Kufe halkı devrimin önderi, aynı zamanda inançlı, temiz ve mümin biri olan Muhtar, zamanın Kufe valisi Abdullah b. Zübeyr’i şehir dışı edip duruma el koyacak kadar başarılı olmuştu.
İmam Seccad (a.s)'ın Muhtarın eliyle gerçekleşen iki duası vardı.
Birinci duası, İbn-i Ziyad’ın öldürülmesi idi; Muhtar onun başını İmam Seccad (a.s)'a gönderdi, onun başı İmamın yanına götürüldüğünde, İmam (a.s) yemek yemekle meşgul idiler. İmam (a.s) onun başını gördüğünde şükür secdesi edip şöyle buyurdular: “Bizi bu kafirin meclisine götürdüklerinde o yemek yiyordu, ben dünyadan gitmeden önce kafirin başını yemek yediğim bir halde görmeyi Allah'tan istedim.”

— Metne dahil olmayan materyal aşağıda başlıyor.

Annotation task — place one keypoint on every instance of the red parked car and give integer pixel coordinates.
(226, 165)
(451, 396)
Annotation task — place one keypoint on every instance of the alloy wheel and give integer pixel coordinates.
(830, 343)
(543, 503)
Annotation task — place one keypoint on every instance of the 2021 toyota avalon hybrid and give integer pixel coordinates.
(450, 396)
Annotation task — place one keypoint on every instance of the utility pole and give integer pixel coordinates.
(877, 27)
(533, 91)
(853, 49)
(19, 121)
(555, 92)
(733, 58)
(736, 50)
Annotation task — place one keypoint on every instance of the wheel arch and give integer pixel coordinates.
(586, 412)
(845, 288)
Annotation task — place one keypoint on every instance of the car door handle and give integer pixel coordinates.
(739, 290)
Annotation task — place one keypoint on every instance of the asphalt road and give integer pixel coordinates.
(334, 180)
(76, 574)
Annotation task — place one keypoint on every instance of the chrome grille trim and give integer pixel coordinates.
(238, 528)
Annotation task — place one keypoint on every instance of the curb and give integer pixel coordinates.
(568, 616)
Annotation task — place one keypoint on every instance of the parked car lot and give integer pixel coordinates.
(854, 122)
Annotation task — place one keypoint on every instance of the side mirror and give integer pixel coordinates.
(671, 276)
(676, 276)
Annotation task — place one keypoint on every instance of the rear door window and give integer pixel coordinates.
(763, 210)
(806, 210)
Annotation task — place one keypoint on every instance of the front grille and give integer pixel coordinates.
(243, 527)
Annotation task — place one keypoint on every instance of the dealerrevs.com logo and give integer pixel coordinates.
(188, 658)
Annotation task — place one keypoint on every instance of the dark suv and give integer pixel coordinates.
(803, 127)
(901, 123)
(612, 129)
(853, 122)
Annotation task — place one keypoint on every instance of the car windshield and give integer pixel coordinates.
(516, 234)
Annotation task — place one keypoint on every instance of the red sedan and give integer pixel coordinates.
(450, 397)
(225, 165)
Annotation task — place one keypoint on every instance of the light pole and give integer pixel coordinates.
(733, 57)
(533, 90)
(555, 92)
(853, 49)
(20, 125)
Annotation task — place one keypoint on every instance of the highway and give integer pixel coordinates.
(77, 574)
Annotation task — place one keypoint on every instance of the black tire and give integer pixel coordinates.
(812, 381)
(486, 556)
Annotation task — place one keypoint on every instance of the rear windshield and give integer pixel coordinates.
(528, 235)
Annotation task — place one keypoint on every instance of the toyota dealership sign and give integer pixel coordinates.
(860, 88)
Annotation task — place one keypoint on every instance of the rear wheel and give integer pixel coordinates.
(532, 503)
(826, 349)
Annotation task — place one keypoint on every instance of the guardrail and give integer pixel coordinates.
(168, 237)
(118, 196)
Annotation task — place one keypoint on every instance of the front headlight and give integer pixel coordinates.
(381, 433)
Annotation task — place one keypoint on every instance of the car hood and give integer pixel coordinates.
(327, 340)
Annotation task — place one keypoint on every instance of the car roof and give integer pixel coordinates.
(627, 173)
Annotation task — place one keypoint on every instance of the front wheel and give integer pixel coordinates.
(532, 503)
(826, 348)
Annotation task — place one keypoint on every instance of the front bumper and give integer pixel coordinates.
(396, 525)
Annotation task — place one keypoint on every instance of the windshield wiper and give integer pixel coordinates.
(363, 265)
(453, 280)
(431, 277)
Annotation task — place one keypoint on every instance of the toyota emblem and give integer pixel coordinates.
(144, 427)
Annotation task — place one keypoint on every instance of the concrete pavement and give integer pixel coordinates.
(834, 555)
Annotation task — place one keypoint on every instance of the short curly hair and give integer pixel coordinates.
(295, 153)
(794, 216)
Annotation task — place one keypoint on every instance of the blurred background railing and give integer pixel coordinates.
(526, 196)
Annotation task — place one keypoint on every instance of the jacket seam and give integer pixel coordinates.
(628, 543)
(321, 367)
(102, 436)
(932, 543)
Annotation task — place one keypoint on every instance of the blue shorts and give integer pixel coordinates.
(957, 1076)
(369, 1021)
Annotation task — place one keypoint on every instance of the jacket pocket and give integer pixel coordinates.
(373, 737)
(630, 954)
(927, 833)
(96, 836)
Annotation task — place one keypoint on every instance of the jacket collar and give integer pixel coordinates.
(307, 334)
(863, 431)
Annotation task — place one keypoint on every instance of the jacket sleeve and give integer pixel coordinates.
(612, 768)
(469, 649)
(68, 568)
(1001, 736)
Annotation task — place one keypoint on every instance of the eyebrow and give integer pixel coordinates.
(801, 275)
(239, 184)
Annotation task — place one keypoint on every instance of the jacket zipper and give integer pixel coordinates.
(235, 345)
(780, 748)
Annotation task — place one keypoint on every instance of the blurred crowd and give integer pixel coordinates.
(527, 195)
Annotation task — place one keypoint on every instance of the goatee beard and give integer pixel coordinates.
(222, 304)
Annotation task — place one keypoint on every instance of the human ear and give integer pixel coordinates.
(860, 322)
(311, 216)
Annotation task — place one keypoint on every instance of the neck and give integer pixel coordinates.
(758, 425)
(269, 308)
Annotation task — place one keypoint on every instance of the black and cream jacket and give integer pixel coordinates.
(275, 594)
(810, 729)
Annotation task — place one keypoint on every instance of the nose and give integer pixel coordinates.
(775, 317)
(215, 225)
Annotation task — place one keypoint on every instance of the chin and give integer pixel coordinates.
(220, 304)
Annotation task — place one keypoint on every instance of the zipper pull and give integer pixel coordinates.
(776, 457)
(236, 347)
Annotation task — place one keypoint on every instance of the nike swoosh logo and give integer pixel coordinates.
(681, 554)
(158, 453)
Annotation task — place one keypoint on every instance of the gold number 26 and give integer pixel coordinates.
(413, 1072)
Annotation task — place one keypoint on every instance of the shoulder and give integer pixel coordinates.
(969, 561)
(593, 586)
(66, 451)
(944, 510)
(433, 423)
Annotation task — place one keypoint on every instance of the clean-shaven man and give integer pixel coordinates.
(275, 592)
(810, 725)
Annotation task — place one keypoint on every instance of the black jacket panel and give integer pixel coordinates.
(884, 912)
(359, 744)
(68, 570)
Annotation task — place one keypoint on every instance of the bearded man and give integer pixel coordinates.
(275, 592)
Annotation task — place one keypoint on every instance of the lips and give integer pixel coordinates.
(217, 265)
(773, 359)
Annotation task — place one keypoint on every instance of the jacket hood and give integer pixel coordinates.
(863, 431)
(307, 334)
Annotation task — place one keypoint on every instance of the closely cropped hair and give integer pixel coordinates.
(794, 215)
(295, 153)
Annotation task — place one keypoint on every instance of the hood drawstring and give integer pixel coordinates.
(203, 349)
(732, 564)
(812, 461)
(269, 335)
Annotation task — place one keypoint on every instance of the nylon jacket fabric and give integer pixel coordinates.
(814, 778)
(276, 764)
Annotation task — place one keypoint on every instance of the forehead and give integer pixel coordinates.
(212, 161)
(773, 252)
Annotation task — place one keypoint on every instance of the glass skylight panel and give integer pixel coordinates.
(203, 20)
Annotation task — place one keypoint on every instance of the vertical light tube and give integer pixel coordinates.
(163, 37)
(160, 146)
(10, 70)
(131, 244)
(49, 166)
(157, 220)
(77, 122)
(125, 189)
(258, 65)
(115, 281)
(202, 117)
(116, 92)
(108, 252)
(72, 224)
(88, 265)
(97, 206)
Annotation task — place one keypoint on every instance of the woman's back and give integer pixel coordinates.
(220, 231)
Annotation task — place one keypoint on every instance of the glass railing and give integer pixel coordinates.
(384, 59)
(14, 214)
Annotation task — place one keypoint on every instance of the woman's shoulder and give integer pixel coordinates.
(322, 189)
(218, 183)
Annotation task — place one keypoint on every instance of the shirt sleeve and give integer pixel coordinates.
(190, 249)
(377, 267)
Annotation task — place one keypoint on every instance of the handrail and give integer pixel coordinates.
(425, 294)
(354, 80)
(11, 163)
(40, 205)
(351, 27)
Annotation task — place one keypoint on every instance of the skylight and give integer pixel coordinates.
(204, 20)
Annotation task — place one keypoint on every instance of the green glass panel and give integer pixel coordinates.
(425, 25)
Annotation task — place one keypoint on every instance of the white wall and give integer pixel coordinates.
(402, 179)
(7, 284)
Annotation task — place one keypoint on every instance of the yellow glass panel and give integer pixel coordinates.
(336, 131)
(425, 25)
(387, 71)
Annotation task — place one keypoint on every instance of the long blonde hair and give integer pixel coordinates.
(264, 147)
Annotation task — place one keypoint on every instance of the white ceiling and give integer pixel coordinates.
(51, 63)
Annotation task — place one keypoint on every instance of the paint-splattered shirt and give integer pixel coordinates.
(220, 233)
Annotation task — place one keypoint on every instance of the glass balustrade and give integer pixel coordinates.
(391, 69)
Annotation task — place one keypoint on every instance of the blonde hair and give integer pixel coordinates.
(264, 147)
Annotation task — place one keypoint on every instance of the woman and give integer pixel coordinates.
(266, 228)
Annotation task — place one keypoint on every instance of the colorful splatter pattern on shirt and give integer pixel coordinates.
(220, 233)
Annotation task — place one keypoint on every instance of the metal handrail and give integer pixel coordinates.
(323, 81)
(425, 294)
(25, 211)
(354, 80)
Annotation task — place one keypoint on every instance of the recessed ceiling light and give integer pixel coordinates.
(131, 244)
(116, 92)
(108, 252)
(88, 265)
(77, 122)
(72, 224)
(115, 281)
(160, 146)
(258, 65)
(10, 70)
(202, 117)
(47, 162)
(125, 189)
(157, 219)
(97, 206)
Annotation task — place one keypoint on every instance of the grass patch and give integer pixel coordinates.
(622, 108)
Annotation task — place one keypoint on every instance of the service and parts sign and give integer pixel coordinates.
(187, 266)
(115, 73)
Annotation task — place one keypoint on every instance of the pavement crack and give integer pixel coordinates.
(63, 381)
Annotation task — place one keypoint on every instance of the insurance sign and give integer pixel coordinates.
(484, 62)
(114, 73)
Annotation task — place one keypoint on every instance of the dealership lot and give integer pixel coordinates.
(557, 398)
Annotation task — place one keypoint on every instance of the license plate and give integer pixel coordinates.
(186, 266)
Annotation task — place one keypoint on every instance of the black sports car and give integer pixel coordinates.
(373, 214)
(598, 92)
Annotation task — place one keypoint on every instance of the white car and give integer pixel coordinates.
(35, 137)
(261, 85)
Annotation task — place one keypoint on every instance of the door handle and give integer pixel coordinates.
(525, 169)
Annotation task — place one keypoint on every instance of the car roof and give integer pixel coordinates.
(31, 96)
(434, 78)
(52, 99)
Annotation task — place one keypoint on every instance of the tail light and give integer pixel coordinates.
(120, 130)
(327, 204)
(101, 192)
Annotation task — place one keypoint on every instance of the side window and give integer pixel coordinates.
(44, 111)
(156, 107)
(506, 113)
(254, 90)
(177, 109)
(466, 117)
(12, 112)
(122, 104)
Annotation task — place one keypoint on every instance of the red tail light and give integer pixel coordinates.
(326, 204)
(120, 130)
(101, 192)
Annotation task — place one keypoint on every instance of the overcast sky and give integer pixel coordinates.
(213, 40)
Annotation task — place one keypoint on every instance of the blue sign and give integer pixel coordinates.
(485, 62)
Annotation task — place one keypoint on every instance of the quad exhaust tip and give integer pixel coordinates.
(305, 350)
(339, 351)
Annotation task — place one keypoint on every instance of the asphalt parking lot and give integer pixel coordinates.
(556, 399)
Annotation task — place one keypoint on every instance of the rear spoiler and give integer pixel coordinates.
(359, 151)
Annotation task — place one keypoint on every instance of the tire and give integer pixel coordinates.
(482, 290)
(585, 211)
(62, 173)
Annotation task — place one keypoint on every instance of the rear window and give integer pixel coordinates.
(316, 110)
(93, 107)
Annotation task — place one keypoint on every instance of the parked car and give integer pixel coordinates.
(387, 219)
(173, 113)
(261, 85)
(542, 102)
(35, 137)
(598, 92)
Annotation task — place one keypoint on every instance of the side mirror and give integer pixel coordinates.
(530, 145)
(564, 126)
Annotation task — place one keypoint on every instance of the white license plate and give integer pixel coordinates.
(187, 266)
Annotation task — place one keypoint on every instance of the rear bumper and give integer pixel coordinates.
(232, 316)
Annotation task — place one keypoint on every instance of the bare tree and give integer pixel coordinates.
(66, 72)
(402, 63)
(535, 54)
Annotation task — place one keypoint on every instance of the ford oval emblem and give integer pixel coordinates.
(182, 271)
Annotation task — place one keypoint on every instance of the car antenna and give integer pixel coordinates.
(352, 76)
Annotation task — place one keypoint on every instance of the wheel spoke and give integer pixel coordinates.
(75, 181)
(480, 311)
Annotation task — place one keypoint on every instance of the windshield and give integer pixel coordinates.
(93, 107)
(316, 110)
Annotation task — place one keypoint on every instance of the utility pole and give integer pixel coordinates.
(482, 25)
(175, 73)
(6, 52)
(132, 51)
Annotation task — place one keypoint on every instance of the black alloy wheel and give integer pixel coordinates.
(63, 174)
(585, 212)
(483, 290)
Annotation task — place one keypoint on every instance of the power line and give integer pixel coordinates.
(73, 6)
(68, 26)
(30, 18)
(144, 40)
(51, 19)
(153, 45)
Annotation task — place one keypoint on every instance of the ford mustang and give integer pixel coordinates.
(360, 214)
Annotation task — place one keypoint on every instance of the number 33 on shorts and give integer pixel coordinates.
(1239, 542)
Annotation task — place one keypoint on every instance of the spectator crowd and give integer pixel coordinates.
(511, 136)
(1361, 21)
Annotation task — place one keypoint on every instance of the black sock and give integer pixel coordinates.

İkinci duası ise, lanetli Hermele bin Kahil’in yakılması idi; İmam Seccad (a.s)'ın bedduası neticesinde Muhtar'ın eliyle bedeni yakıldı.
İmam Seccad'ın Muhtar’ın Kıyamından Haber Vermesi
Hz. Zeyn’ul-Abidin (a.s)’ın ashabı dediler ki: “Ey Allah Resulünün oğlu! Emir’ul-Müminin Ali (a.s), Muhtar’ın kıyamından haber verdi, ama kimi öldüreceğini ve ne zaman öldürüleceğini haber vermedi. İmam (a.s) buyurdu: “Emir’ul-Müminin (a.s) doğru buyurmuştur. Acaba bu işin ne zaman gerçekleşeceğini size haber vereyim mi?”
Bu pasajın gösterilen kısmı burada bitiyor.